Inside The Park

Baseball\’s Future in the Emerald City

Competition is at Wrong Position

Posted by JasonAChurchill on February 25, 2006

All this nonsensical banter about the spring training competition at second base between a sub par talent, a 22-year-old kid without proper development and a has-been who hasn’t been healthy enough for a starting gig in three years, makes me sick.

Not because Jose Lopez should be handed the job regardless of his efforts in Peoria over the next five weeks, but because the audition should be taking place on the pitcher’s mound, in the form of a battle for the fifth spot in the starting rotation.

Yeah, I know, Felix is technically the fifth starter, but we all know Gil Meche is bottom-shelf among the five starting pitchers set to take on the 2006 season.

The minor league contracts given to veteran right-handers Dave Burba and Kevin Appier are nothing more than safety valves in case of extreme emergency. They have absolutely no chance of breaking camp as members of the 25-man roster unless the club suffers a rather large barrage of injuries to the pitching staff.

The M’s have guaranteed significant money to four starting pitchers. Jamie Moyer, Jarrod Washburn, Joel Pineiro and Meche.

Left-hander Moyer is due $5.5 million plus incentives at age 43. Newcomer Washburn will be paid $9.4 million in year one of a four-year deal, while Joel Pineiro will cash $6.3 million in checks this season and Meche is guaranteed a minimum of $3 million – $3.7 million as long as he doesn’t land on the disabled list.

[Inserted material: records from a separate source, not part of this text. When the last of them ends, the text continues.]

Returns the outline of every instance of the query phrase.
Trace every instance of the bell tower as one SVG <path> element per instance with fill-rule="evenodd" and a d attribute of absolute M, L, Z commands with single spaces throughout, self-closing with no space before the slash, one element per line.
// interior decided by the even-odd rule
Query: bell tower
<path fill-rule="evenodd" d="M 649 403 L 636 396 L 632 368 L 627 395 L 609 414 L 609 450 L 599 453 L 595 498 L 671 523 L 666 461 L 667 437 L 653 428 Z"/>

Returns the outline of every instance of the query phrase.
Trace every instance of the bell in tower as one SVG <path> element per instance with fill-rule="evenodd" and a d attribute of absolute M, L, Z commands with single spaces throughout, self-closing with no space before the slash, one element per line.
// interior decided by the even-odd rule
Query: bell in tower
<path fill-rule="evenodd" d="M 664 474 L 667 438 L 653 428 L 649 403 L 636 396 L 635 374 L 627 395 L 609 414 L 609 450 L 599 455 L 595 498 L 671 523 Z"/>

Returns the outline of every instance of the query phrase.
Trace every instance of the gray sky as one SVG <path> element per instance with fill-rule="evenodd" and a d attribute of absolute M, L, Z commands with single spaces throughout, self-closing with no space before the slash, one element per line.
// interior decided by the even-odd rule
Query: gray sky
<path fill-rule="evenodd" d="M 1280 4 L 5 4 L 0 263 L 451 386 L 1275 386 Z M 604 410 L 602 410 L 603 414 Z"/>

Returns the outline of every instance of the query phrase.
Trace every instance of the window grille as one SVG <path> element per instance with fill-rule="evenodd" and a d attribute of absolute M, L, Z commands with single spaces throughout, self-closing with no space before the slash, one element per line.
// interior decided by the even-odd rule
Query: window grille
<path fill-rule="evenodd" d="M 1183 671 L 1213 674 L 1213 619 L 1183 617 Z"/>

The problems are abound in the aforementioned numbers. The club owes $24.2 million to four starter who combined for a 38-34 record with a paltry 4.77 ERA.

But the real issue lies in the fact that they elected to pay Meche more than $3million when they have at least three other viable options in the farm system.

This is where the competition should be, not at second base when the choice for the role is a no-brainer, unless you ask certain local beat writers.

Right-handers Clint Nageotte and Jesse Foppert are capable talents. Nageotte is ready for another shot at starting after showing strong signs that his stuff is primed for the challenge, and Foppert should be given a full, clean bill of health this week to start letting it fly without restrictions. The 25-year-old had Tommy John Surgery in 2004.

Nageotte’s newfound ability to get quick, easy outs, primarily via the ground ball, make him an attractive candidate – at least it should.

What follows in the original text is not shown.